Notes on Neapolitan and Naimipour text

Some adaptations were made to write mathematical notation on the keyboard:
     1.  "a^b" means "a to the power b" or "a with superscript b".
     2.  "a_b" means "a with the subscript b".
     3.  "<=" means "less than or equal to".
     4.  "Theta" is the Greek capital theta.

Purposes of the Course

Learn to estimate and use information on running time: This is covered in Chapters 1-4 and in Appendix B. There are a couple of points that could be emphazied more. First, worst-case run time can be more important that average-run time if the algorithm is used in a time-critical application such as controlling a robot's response to pontentially dangerous situations. Second, although our study of average-case run times assumes all initial situations are equally likely, this assumption may fail. In that case, we can be misled. For example, the average running time for Quicksort is better than for Mergesort but if input is frequently sorted, then Quicksort may be slower.
Learn to recognize different types of algorithms and their strengths and weaknesses: Some information on this is given at the start of the notes for Chapters 2-4.
Be introduced to the subject of obtain lower bounds for problems: See Chapters 7 and 8.
Learn some things about designing algorithms: Mostly this is learning by studying algorithms. In general, designing an efficient algorithm for a new problem is difficult. There are some general principles to keep in mind.
- Try to solve the problem by thinking in terms of an algorithm type.
- Be open to the idea of keeping track of additional data in designing an algorithm. Examples where this is needed: Exercises 2.42 and 3.33, the D^(k)[i][j] arrays in Floyd's algorithm (without them, there's no smaller problem to build on for dynamic programming!), the touch[ ] array in Dijkstra's algorithm (although this could be considered just a matter of efficiency)
- If numbers are involved, sorting may improve efficiency. (Kruskal's algorithm sorts edges, sorting is done in the 0-1 Knapsack problem to obtain an order for making decisions, and there are many other examples)
- Keeping track of additional data may improve efficiency.
- Appropriate data structures may improve efficiency. This may be as simple as a sorted list (noted earlier), or may be more complex as in Kruskal's algorithm.

Brief Notes on Neapolitan and Naimipour Text

Ch. 1 Ch. 2 Ch. 3 Ch. 4 Ch. 5 App. A App. B

You can step through some of the algorithms in the text by going to http://students.ceid.upatras.gr/~papagel/, clicking on "Algorithms Tutoring Web Page", and choosing an algorithm. (Thanks to Long Huynh, 188 student, Spring 2000.)

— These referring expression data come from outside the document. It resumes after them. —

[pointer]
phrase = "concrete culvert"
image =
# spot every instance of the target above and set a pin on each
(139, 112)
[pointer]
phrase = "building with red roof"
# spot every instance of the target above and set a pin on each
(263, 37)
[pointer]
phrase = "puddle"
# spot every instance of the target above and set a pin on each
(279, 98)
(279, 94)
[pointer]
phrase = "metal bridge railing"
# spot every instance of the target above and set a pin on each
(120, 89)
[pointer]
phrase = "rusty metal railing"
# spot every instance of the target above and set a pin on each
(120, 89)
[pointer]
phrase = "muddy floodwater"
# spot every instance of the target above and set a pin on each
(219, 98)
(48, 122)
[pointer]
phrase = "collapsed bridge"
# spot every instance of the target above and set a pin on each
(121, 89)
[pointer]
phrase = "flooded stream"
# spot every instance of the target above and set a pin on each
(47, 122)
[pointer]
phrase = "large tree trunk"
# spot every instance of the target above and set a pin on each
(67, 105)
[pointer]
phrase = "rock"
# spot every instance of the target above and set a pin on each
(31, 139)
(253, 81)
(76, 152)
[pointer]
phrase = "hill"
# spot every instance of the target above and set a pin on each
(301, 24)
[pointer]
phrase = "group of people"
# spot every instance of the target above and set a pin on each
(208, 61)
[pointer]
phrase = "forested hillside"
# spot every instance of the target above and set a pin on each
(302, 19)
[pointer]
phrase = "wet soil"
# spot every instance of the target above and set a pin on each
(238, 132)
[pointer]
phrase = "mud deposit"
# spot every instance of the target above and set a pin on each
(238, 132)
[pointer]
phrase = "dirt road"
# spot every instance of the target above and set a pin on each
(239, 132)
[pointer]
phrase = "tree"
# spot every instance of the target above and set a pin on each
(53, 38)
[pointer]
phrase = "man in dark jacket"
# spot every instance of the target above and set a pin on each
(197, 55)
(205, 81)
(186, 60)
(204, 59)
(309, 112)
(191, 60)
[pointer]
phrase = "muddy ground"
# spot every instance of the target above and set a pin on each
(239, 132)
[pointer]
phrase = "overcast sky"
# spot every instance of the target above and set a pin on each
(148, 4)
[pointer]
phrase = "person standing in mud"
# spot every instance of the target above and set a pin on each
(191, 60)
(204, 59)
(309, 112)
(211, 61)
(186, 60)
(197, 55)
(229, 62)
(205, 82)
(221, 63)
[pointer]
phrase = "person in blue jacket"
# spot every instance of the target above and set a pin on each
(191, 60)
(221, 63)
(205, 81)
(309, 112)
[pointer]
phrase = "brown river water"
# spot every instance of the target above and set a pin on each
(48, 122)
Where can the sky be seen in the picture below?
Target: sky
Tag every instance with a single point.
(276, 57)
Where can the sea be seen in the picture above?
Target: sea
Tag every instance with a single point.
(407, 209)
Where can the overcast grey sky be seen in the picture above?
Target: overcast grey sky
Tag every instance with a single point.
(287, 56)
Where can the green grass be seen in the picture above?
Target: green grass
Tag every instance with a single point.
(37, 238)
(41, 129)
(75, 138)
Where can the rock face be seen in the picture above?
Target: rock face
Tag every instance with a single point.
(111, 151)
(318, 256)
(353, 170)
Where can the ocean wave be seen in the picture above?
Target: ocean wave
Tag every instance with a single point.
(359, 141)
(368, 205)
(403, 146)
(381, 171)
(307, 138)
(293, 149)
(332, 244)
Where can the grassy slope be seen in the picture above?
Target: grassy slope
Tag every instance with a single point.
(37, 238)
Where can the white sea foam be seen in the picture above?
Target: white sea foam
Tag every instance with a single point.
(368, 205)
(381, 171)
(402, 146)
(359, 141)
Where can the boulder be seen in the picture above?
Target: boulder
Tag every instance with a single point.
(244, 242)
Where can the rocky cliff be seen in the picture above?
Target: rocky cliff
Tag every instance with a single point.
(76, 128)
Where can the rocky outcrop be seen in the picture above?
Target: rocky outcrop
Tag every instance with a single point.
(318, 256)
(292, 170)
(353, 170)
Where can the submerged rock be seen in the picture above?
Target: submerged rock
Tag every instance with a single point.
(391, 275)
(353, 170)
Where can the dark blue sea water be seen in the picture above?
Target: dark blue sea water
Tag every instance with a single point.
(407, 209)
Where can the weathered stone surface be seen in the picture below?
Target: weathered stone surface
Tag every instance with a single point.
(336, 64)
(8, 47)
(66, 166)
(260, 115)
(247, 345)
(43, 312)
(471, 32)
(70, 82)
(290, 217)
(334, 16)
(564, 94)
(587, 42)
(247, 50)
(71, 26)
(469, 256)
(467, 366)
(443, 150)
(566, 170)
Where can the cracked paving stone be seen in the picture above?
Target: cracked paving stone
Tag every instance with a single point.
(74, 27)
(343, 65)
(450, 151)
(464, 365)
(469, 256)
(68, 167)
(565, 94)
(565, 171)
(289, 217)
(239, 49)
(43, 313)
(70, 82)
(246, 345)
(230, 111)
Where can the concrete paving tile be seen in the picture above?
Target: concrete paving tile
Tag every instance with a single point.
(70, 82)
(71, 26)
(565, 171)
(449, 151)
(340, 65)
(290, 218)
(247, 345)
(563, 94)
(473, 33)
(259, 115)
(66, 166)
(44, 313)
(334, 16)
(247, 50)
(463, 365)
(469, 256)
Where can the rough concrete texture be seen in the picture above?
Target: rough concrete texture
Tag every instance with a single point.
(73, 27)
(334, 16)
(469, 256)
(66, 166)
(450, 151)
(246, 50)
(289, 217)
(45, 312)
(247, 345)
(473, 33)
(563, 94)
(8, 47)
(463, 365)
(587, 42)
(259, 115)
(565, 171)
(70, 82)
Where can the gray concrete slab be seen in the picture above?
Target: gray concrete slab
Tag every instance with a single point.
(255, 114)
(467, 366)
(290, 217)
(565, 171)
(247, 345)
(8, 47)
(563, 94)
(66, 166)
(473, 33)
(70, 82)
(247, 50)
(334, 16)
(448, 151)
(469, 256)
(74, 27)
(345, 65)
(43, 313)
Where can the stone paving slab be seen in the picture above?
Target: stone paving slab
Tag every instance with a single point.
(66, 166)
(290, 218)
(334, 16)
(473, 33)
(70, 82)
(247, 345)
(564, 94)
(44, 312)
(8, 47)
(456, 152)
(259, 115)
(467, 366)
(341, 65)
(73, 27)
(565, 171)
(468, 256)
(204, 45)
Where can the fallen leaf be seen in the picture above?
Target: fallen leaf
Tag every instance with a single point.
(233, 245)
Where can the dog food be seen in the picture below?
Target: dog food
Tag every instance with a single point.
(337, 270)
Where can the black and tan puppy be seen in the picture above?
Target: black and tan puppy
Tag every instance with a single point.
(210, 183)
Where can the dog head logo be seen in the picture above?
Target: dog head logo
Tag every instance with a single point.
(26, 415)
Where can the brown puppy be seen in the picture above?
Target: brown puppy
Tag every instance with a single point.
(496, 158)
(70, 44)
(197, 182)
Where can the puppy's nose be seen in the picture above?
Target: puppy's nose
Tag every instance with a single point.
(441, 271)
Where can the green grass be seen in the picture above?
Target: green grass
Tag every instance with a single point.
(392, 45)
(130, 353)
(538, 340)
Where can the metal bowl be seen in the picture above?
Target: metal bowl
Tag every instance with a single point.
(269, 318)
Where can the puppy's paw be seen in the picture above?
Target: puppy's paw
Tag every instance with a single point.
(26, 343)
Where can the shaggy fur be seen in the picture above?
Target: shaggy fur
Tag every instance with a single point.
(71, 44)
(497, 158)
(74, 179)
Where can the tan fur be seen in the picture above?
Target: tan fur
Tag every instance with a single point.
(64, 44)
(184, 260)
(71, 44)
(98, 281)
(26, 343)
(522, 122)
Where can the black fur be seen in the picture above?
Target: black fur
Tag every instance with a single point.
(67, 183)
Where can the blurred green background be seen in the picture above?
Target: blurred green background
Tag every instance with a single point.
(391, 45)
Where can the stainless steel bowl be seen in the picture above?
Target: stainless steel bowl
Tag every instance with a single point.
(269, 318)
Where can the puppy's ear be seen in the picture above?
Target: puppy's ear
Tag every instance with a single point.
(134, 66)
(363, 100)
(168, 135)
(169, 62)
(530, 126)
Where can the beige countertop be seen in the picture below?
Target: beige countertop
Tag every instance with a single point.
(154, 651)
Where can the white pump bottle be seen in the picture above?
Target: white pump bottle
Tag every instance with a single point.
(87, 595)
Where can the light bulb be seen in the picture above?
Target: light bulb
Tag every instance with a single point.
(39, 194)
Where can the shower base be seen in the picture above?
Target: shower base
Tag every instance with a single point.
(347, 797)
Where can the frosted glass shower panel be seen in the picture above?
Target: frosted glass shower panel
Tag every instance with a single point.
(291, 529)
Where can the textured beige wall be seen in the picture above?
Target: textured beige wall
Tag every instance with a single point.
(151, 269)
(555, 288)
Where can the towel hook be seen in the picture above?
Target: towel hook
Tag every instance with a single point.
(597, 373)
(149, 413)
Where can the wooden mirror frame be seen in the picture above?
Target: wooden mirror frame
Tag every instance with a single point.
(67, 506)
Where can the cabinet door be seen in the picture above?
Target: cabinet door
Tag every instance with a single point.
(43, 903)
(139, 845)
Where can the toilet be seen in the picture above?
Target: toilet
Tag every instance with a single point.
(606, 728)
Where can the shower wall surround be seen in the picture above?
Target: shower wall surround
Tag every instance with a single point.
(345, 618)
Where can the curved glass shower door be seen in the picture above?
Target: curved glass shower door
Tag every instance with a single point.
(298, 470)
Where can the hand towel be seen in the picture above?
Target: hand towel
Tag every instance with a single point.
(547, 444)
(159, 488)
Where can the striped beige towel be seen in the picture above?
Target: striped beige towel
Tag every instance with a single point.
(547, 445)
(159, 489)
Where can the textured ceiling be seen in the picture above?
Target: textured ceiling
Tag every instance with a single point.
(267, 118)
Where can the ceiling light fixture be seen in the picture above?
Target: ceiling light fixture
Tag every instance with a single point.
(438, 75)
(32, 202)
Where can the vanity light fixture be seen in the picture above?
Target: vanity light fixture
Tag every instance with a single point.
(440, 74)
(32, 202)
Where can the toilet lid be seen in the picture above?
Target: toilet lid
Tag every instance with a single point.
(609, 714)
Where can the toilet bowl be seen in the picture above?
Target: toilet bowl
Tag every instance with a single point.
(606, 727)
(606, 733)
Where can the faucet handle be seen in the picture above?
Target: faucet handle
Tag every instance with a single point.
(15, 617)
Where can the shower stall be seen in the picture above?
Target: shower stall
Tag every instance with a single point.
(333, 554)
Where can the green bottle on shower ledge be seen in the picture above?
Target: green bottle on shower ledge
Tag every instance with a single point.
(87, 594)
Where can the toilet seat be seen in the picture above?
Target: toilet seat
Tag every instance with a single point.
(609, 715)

page vii: Read to learn about the nature of the text.
page viii: Read to get a quick overview of the text.

Chapter 1

page 26: You can do arithmetic with O(...) notation beyond what the text discusses. I'll discuss it very briefly in class since it appears in the literature.
page 37: Also useful: If g(n) is in o(f(n)), then f(n) + rg(n) is in Theta(n) for all real r. (#7 in the text can only be used when r > 0.)
page 37: Also useful: n! is in Theta((n/e)^(n+1/2)).
For analyzing algorithms, it is useful to know that 1^k + 2^k + ...+ n^k is a polynomial of degree k+1 whose leading term is n^(k+1)/(k+1). This is true even if we omit some terms at the start of the sum and add or omit some at the end. For example, the sum could start at 3^k and end at (n+1)^k. It follows that the sum is n^(k+1)/(k+1) plus something in o(n^(k+1)). To illustrate, if we must sum k(n-k), we can think of this as "n times the sum of k" minus "the sum of k^2". This gives us n(n^2/2) - n^3/3 = n^3/6 plus something in o(n^3). Hence the sum is in Theta(n^3).

Chapter 2

Overview of Divide and Conquer: Works well when problem can be divided into a few significantly smaller problems and the solutions combined into a solution for the original problem without extensive effort. Determining run-time complexity class leads to a recursion. Obtaining a recursion is often easy, but not always. The divide and conquer approach is referred to as top down.
page 51: Be careful in reading the analysis of the binary search algorithm. When n is a even (e.g., a power of 2), the list is split into two unequal pieces with the right-hand piece being the larger and containing exactly n/2 elements.
Sec. 2.7: One problem with mostly theoretical calculations as done in this section is that you may leave something out; for example, overhead in calling a routine; or you may miscalculate the time for the basic operation. An alternative approach is to get actual times if the operating system allows you to do that. Fortunately, finding the exact value of n at wich the threshold occurs is seldom important because the times for the two algorithms are usually close together for a range of values of n near the threshold. You can see this in Table 2.5 on page 82

Chapter 3

Overview of Dynamic Programming: Works well when solution can be built up step by step from solution to smaller problems, frequently using the principle of optimality (p. 103). The approach is referred to as bottom up. In contrast to divide and conquer, dynamic programming code contains loops instead of recursive calls. Analysis is usually fairly easy.
Section 3.1: Algorithms 3.1 and 3.2 can be improved for large k by using the first equality in the section to note that the binomial coefficient is unchanged when k is replaced by n-k, whence we may assume that k <= n/2.
page 91: How bad can this algorithm be? The binomial coefficient is largest when k is the floor of n/2. It can be shown that the algorithm computes Theta(2^n/sqrt(n)) binomial coefficients. Compare with the worst case of Algorithm 3.2.
Section 3.2: It may have been nicer if the superscripts on D[i,j] were one larger because:
- The superscript would be the maximum number of edges allowed in looking for shortest paths from i to j.
- It would agree with the notation in graph theory.
- It would agree with the notation in matrix theory because then D^(k) = W^k where W is thought of as a matrix but matrix multiplication is done differently: "times" becomes "plus" and "plus" becomes "minimum". For example, in AxC,
  a[i,1] c[1, j] + ... + a[i, n] c[n, j] becomes min(a[i,1]+c[1, j], ..., a[i, n]+c[n, j]).
page 97: In the first line of Example 3.2, "exemplary" has one of its secondary meanings "serving as a model or example", not its primary meaning "commendable".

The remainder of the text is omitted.